How have you then further researched his life?

When I was 13 and started to show an interest in the history of football I instantly started to hunt for as much information as possible on the web about my great-granddad to understand his life and football achievements which I was unable to ask him about. My dad at times jokes and says I’m “a spitting image of him” and what would his wife Ruby my Great Grandma whom I met a couple of times when I was younger think? I collected as much information about my great-granddad as possible and created a long PowerPoint about his career at Winchester, Southampton, Arsenal, Chelsea and his life in general to look back on. I also requested ITV for footage about him talking on the “Big Match” which they sent over of him talking about playing against “Everton at their greatest” as he said during the early 30s when he assisted goalkeeper Frank Moss with his goal after he came off of his line due to dislocating his shoulder at Goodison Park on one occasion. Last year I subscribed to the British Newspaper archive to read and locate as much as I could about his early days in Southampton as a gas reader, about his family and career which I hadn’t found out. I also wrote articles about him for the Arsenal and Reading programme as he helped Arsenal as a player for a decade as a footballer and then Reading as a manager in the late 1940s and early 1950s. My Granddad who was born ten years to the day ironically saw Ted create the record to this day for the most goals scored in a top-flight game of English football against Aston Villa on 14th December 1935, holds programme collection books which Ted was handed at Chelsea at the end of the season when manager. I had a look at these to read his pre-game notes in the programmes to understand his stance and characteristics as a manager in comparison to when he was a player. All in all the research allows for me to understand the man and the legend that died nearly a decade before I was born.

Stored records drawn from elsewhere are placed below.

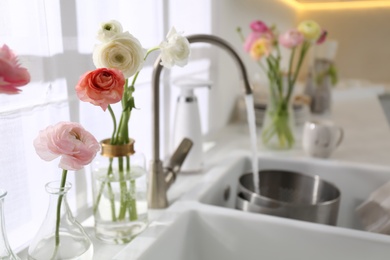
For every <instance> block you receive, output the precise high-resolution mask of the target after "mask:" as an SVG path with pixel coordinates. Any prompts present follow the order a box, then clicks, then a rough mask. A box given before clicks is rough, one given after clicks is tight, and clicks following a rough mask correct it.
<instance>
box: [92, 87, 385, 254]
mask: <svg viewBox="0 0 390 260" xmlns="http://www.w3.org/2000/svg"><path fill="white" fill-rule="evenodd" d="M329 119H330V120H333V121H334V122H336V123H337V124H339V125H340V126H342V127H343V129H344V132H345V136H344V140H343V142H342V144H341V145H340V147H338V148H337V149H336V150H335V151H334V152H333V154H332V155H331V157H330V158H328V159H317V158H312V159H313V160H332V161H336V162H337V161H340V162H343V163H352V164H359V165H370V166H376V167H381V168H383V167H384V168H388V169H389V173H390V127H389V125H388V123H387V121H386V117H385V114H384V112H383V110H382V107H381V105H380V103H379V100H378V98H377V96H376V93H375V92H367V93H366V94H363V95H348V93H347V94H345V93H343V94H342V95H339V96H336V98H334V103H333V109H332V114H331V116H330V117H329ZM297 131H298V134H297V143H296V146H295V148H294V149H292V150H289V151H270V150H267V149H265V148H264V147H263V146H262V144H261V141H260V140H258V142H257V147H258V154H259V155H261V156H282V157H290V158H295V157H296V158H306V159H310V158H309V157H308V156H307V155H305V153H304V152H303V150H302V146H301V131H302V128H301V127H300V128H299V127H298V128H297ZM259 132H260V129H258V133H259ZM249 139H250V138H249V129H248V126H247V124H245V123H243V122H238V123H232V124H230V125H228V126H227V127H224V128H223V129H221V130H220V131H218V132H215V133H213V134H210V135H208V136H206V137H205V142H204V147H205V149H206V150H207V151H206V152H205V158H206V159H205V167H204V170H203V171H201V172H196V173H180V174H179V175H178V178H177V180H176V182H175V183H174V184H173V185H172V187H171V189H170V190H169V191H168V199H169V201H170V203H171V204H172V203H174V202H175V201H176V200H178V199H180V197H181V196H182V195H183V194H184V193H186V192H187V191H188V190H189V189H191V188H192V187H194V185H195V184H196V183H197V182H198V181H199V180H201V178H203V177H204V175H205V173H206V172H207V171H209V170H210V169H212V168H213V167H215V166H217V165H218V163H219V162H220V161H221V159H222V158H224V157H226V156H234V153H236V152H240V151H241V152H243V153H247V154H248V155H250V147H251V146H250V140H249ZM164 212H165V210H152V211H151V212H150V216H151V219H152V220H156V219H159V217H160V216H161V214H163V213H164ZM155 224H156V223H154V225H155ZM89 231H90V232H93V231H92V228H91V229H89ZM151 241H153V239H152V238H151V237H148V236H146V237H145V236H142V235H141V236H139V237H137V238H136V239H135V240H133V241H132V242H131V244H132V245H131V246H107V245H103V244H101V243H99V242H98V241H95V242H96V244H95V257H94V259H110V256H113V255H115V254H117V253H118V252H120V251H121V250H124V251H126V252H127V251H128V252H130V251H131V250H133V251H134V249H135V248H137V250H142V248H145V246H146V245H147V244H148V243H150V242H151ZM130 249H131V250H130Z"/></svg>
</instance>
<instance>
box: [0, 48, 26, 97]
mask: <svg viewBox="0 0 390 260" xmlns="http://www.w3.org/2000/svg"><path fill="white" fill-rule="evenodd" d="M29 82H30V74H29V73H28V71H27V69H26V68H22V67H20V64H19V63H18V59H17V56H16V55H15V54H14V53H13V52H12V50H11V49H10V48H9V47H8V46H7V45H5V44H4V45H3V47H1V48H0V93H3V94H18V93H19V92H20V91H21V90H20V89H19V88H18V87H21V86H24V85H26V84H28V83H29Z"/></svg>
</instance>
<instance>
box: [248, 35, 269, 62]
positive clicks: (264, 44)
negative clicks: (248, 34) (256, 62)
mask: <svg viewBox="0 0 390 260" xmlns="http://www.w3.org/2000/svg"><path fill="white" fill-rule="evenodd" d="M271 48H272V45H271V42H270V40H269V39H267V38H260V39H258V40H256V41H255V42H253V44H252V46H251V48H250V51H249V53H250V55H251V57H252V59H254V60H260V59H261V58H262V57H263V56H268V55H269V54H270V52H271Z"/></svg>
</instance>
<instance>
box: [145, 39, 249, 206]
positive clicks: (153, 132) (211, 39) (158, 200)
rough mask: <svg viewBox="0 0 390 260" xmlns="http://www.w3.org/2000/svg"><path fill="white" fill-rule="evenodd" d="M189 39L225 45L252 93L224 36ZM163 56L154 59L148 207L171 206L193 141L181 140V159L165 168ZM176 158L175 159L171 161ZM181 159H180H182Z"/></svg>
mask: <svg viewBox="0 0 390 260" xmlns="http://www.w3.org/2000/svg"><path fill="white" fill-rule="evenodd" d="M187 39H188V41H189V42H190V43H191V44H192V43H200V42H202V43H209V44H213V45H216V46H218V47H220V48H222V49H225V50H226V51H227V52H228V53H229V54H230V55H231V56H232V57H233V59H234V60H235V61H236V63H237V65H238V69H239V71H240V72H241V76H242V78H243V81H244V87H245V94H247V95H250V94H252V88H251V87H250V84H249V79H248V76H247V72H246V68H245V66H244V63H243V62H242V60H241V58H240V57H239V56H238V54H237V52H236V51H235V50H234V48H233V47H232V46H231V45H230V44H229V43H228V42H227V41H225V40H223V39H221V38H219V37H217V36H214V35H208V34H194V35H190V36H187ZM160 63H161V58H160V57H158V58H157V60H156V61H155V63H154V68H153V74H152V106H153V109H152V120H153V122H152V142H153V147H152V148H153V151H152V160H151V165H150V171H149V183H148V207H149V208H151V209H159V208H166V207H168V200H167V191H168V188H169V186H170V184H172V182H173V181H174V179H175V177H176V174H177V173H179V171H180V166H181V164H182V163H183V161H184V159H185V157H186V156H187V154H188V152H189V150H190V149H191V146H192V142H191V141H190V140H189V139H185V140H183V142H182V144H181V145H179V148H178V149H177V150H176V152H175V154H174V156H173V157H175V158H180V160H176V161H175V160H174V158H173V157H172V159H171V162H170V165H174V167H173V168H172V167H168V169H166V170H164V169H163V167H162V161H161V159H160V115H159V110H160V75H161V71H162V69H163V66H162V65H161V64H160ZM172 161H173V162H172ZM179 161H180V162H179Z"/></svg>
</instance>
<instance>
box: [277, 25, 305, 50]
mask: <svg viewBox="0 0 390 260" xmlns="http://www.w3.org/2000/svg"><path fill="white" fill-rule="evenodd" d="M304 40H305V37H304V36H303V34H302V33H301V32H299V31H298V30H297V29H291V30H288V31H286V32H285V33H282V34H281V35H279V43H280V44H281V45H282V46H284V47H286V48H289V49H291V48H294V47H297V46H298V45H300V44H302V43H303V41H304Z"/></svg>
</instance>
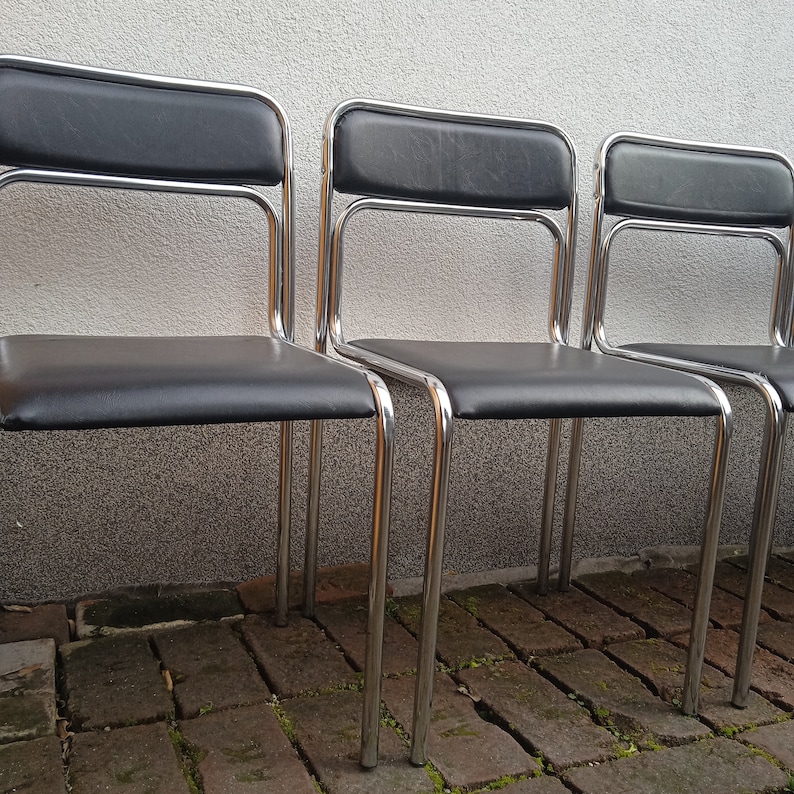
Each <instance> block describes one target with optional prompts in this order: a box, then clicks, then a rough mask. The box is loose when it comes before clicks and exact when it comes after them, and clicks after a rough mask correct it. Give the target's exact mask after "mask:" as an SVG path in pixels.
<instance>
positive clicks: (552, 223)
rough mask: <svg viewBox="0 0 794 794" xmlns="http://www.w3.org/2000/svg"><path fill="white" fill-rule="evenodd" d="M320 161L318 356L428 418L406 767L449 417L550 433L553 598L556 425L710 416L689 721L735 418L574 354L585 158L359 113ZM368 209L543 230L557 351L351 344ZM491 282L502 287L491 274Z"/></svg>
mask: <svg viewBox="0 0 794 794" xmlns="http://www.w3.org/2000/svg"><path fill="white" fill-rule="evenodd" d="M323 160H324V162H323V166H324V182H323V194H322V206H321V212H322V215H321V223H320V271H321V277H320V284H321V286H322V288H323V289H325V290H326V291H327V296H328V310H327V313H326V314H324V315H321V316H320V317H319V322H318V346H319V347H320V348H321V349H322V348H323V346H324V344H325V343H326V336H329V337H330V341H331V343H332V345H333V348H334V349H335V350H336V351H337V352H338V353H340V354H341V355H343V356H346V357H348V358H352V359H354V360H356V361H359V362H362V363H365V364H366V365H367V366H369V367H372V368H374V369H375V370H377V371H379V372H382V373H385V374H387V375H389V376H391V377H394V378H397V379H399V380H402V381H405V382H407V383H410V384H414V385H417V386H420V387H423V388H425V389H427V391H428V393H429V395H430V398H431V401H432V404H433V409H434V415H435V446H434V461H433V473H432V490H431V505H430V520H429V530H428V536H427V556H426V563H425V566H426V567H425V578H424V595H423V614H422V627H421V634H420V643H419V660H418V669H417V680H416V694H415V700H414V716H413V736H412V748H411V760H412V761H413V762H414V763H417V764H421V763H424V761H425V759H426V757H427V735H428V726H429V722H430V709H431V700H432V684H433V672H434V662H435V650H436V634H437V619H438V610H439V600H440V587H441V573H442V556H443V547H444V524H445V516H446V507H447V491H448V482H449V470H450V457H451V450H452V439H453V427H454V423H455V420H456V419H526V418H534V419H548V420H550V433H549V447H548V459H547V471H546V482H545V496H544V501H543V505H544V507H543V516H542V526H541V533H540V535H541V542H540V552H539V557H540V565H539V570H540V574H539V585H540V589H541V590H545V588H546V587H547V584H548V564H549V554H550V545H551V531H552V520H553V505H554V500H555V493H554V489H555V481H556V476H557V460H558V448H559V441H560V424H561V420H563V419H566V418H577V417H578V418H581V417H618V416H671V415H672V416H678V415H686V416H690V415H692V416H713V417H715V418H716V420H717V421H716V424H717V429H716V444H715V452H714V462H713V470H712V472H711V481H710V491H709V504H708V505H707V510H706V522H705V531H704V537H703V551H702V558H701V571H700V577H699V584H698V594H697V604H696V608H695V612H694V617H693V624H692V643H691V645H690V650H689V657H688V665H687V679H686V685H685V693H684V708H685V710H686V711H687V712H689V713H694V712H695V710H696V708H697V696H698V685H699V681H700V672H701V666H702V662H703V649H704V641H705V631H706V626H707V622H708V607H709V600H710V594H711V584H712V580H713V573H714V571H713V568H714V562H715V559H716V549H717V543H718V534H719V524H720V517H721V510H722V496H723V489H724V481H725V466H726V460H727V454H728V446H729V444H728V442H729V437H730V432H731V413H730V406H729V404H728V402H727V400H726V398H725V395H724V394H723V392H722V391H721V389H719V387H717V386H715V385H714V384H713V383H711V382H710V381H708V380H707V379H705V378H703V377H698V376H690V375H685V374H683V373H679V372H675V371H673V370H670V369H663V368H661V367H654V366H650V365H645V364H636V363H634V362H628V361H623V360H621V359H618V358H616V357H614V356H604V355H600V354H598V353H595V352H590V351H586V350H582V349H580V348H578V347H575V346H570V345H569V344H568V325H569V322H568V320H569V313H570V284H571V278H572V259H573V250H574V245H575V235H576V203H577V174H576V158H575V152H574V147H573V145H572V144H571V141H570V140H569V138H568V137H567V136H566V135H565V133H564V132H563V131H562V130H560V129H559V128H558V127H555V126H553V125H551V124H545V123H542V122H537V121H525V120H520V119H511V118H501V117H495V116H482V115H474V114H468V113H454V112H445V111H440V110H429V109H426V108H417V107H409V106H404V105H395V104H390V103H385V102H376V101H365V100H351V101H348V102H345V103H343V104H341V105H339V106H338V107H337V108H336V109H335V110H334V111H333V112H332V113H331V115H330V116H329V118H328V121H327V123H326V127H325V144H324V150H323ZM347 196H353V197H354V198H347ZM335 199H336V200H335ZM363 211H367V212H381V211H385V212H408V213H423V214H430V215H461V216H469V217H475V218H490V219H503V220H505V221H516V222H519V223H525V224H526V223H531V224H540V225H541V226H542V227H543V228H544V229H545V230H547V231H548V233H549V238H550V246H549V255H548V260H547V262H548V264H549V265H550V267H551V270H552V290H551V308H550V315H549V318H548V329H549V337H550V338H549V341H544V342H518V341H517V342H485V341H477V340H472V341H437V340H426V339H422V340H403V339H394V338H378V339H372V338H365V339H356V340H350V341H348V340H347V339H346V337H345V333H344V328H343V324H342V316H341V305H342V295H343V256H342V254H343V245H344V240H345V235H346V230H347V227H348V223H349V222H350V220H351V219H352V218H353V217H355V216H356V215H357V214H358V213H360V212H363ZM535 253H536V252H535ZM538 258H539V257H538ZM382 267H383V268H384V269H385V268H388V267H389V263H388V262H386V261H384V262H382ZM486 275H487V277H488V278H493V279H496V278H498V277H499V273H498V272H488V273H487V274H486ZM321 304H322V301H321ZM566 501H567V505H568V511H567V512H568V515H567V516H566V525H570V527H571V529H572V527H573V513H574V506H575V501H576V500H575V493H573V494H572V493H570V492H569V493H568V495H567V500H566ZM568 553H570V550H568ZM566 576H567V574H566Z"/></svg>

Do you think there are specific lessons you take on from his life for yourself?

My Great Grandfather was able to make a profession out of doing something he loved playing football. He teaches me that I should remain committed to working towards my passion for Sports Journalism and trying to make a career out of it despite any woes I encompass because at the end of the day, I like Ted Drake and many others will consciously only live once. I might as well spend it working and doing what I love in life to avoid too many regrets on my deathbed so that I can live a fulfilled life hopefully. I tell myself that if my great-granddad could make a name for himself out of humble beginnings not far away from the docks of Southampton where the Titanic set sail so can I. Ted Drake is a role model for me to never give up on myself or my passions and that I have the potential to make it in my life in whatever I end up doing. His bravado, enthusiasm and honest nature I would say have naturally been passed down to me (well in my opinion).

How do you think other young people could benefit from researching the life of their elders (football or not)

At the end of the day what our family has worked for and achieved represents who we are regardless of time and history. By learning what our elders did helps us learn about ourselves and why we may be more naturally inclined to develop certain interests, passions, personalities, morals, values and our outlook on life because it’s ingrained in us to a certain extent. It also helps one understand their heritage and the impact their family has had on the world around them and how they can carry on contributing to it at times to fulfil their purpose. It can be great at times because when you have a down day you can look back at whatever your family might’ve achieved and realise you can carry on with life with great character and determination, which is in everyone’s blood with or without realising.

Thinking Points

Educators working with young people could apply oral history approaches, to help young people to research their family history and see how football relates to it. Young people who have no interest in football might find special interest in historical relations.